Der Host-Prozessor braucht also nicht mehr
aufgerüstet oder ersetzt zu werden, was
die Zuverlässigkeit erhöht. Außerdem muss
der vorhandene Code zur Unterstützung einer
GUI nicht mehr umständlich neu geschrieben
und erweitert werden, und neue Umwandlungstools werden unnötig. Hinzu kommt, dass die Benutzeroberfläche unabhängig vom Embedded-Control-System der Applikation getestet werden kann. Der Schlüssel liegt in einer Partitionierung. Anstatt dem Host-Prozessor die Verantwortung für GUI-Aufgaben zu übertragen,
ergänzt eine partitionierte Architektur die
Elektronik um einen speziell dafür entwickelten
GUI-Mikrocontroller mit einem eingebauten grafischen Betriebssystem (Graphical OS Chip) sowie einem kompletten Toolsatz, der die GUI verwaltet, mit dem Anwender in Interaktion tritt und die LCD ansteuert.
Dieses Design (siehe Abbildung) nimmt eine effektive Lastverteilung vor, belässt dabei jedoch den zuverlässigen vorhandenen 8-Bit-Mikroprozessor unberührt und
unverändert.
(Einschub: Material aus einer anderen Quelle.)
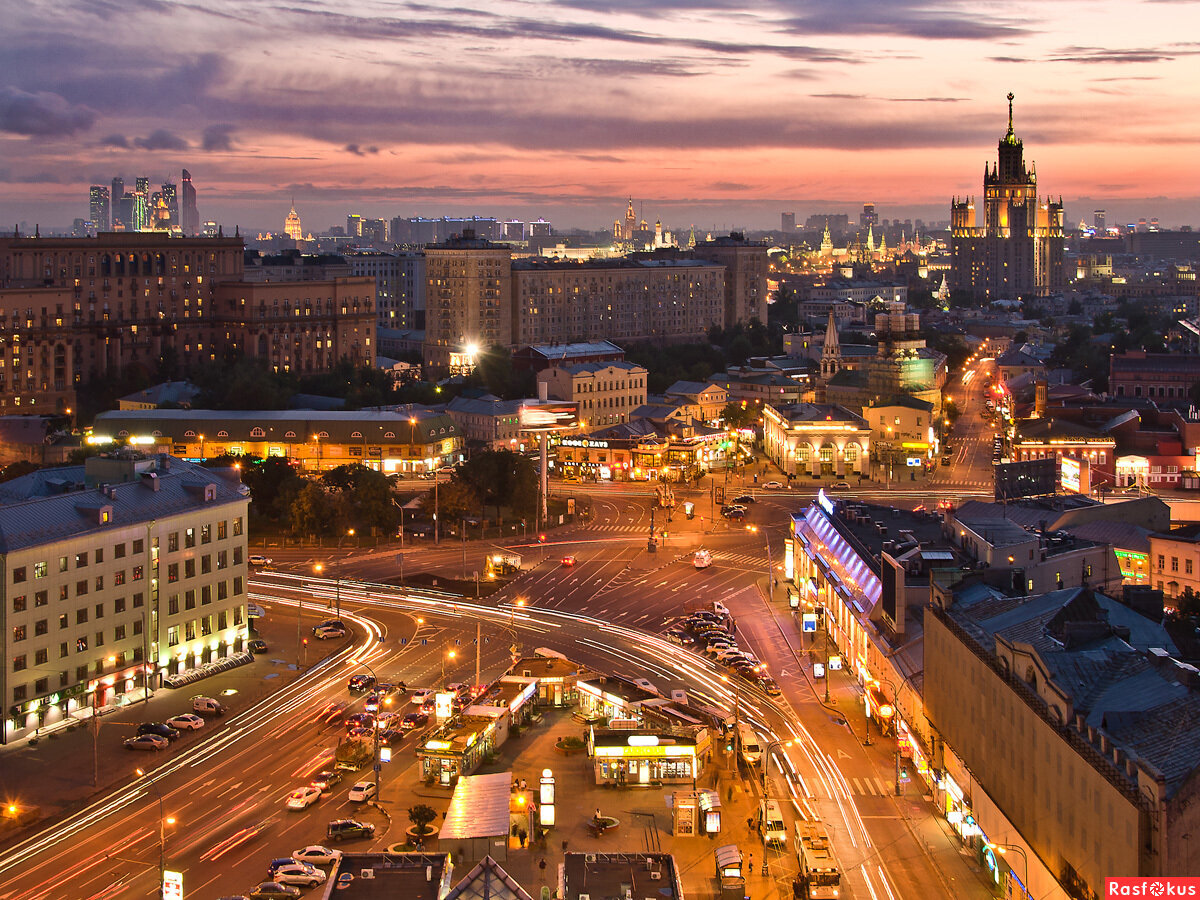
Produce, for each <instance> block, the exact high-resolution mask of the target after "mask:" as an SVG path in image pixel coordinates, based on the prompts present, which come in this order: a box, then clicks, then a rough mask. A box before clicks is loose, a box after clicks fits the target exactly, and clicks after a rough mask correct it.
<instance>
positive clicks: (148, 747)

Mit anderen Worten: Die GUI-Funktionalität wird dem vorhandenen
Code „überlagert“. Modifikationen des
Legacy-Codes sind auf eine bidirektionale
serielle Schnittstelle mit sehr geringer
Bandbreite zum Amulet-Mikrocontroller
beschränkt.
Der erwähnte GUI-Chip ist die Kombination eines LCD-Controllers mit einem User-Interface-Manager, der die gesamte Kommunikation mit der Anwenderschnittstelle
und der LCD übernimmt. Er enthält Aufgaben-
spezifische Befehls-Codes für Grafik-Rendering, I/O-Verarbeitung sowie universelle Berechnung, mit deren Hilfe die Firmware des GUI-Kerns eine hoch effiziente Aufgabenprioritätssteuerung implementieren kann. Er ist auf die Ausführung
des GUI-Kerns von Amulet und die Komponenten-basierte GUI-Firmware optimiert.
Der Chip gibt GUI-Seiten, die Grafikabbildungen,
Widgets sowie andere UI-Objekte enthalten, direkt auf der LCD wieder; es ist nicht nötig, dass komplexe Codes jedes Pixel auf dem Display zeichnen. Möglich ist zudem eine taktile Interaktion, die das Anwendererlebnis mit dem Endprodukt noch weiter verbessern kann. Bilder und Text werden in HTML erzeugt. Dieses wird in ein hoch kompaktes μHTML kompiliert, das
wesentlich weniger Speicherplatz benötigt.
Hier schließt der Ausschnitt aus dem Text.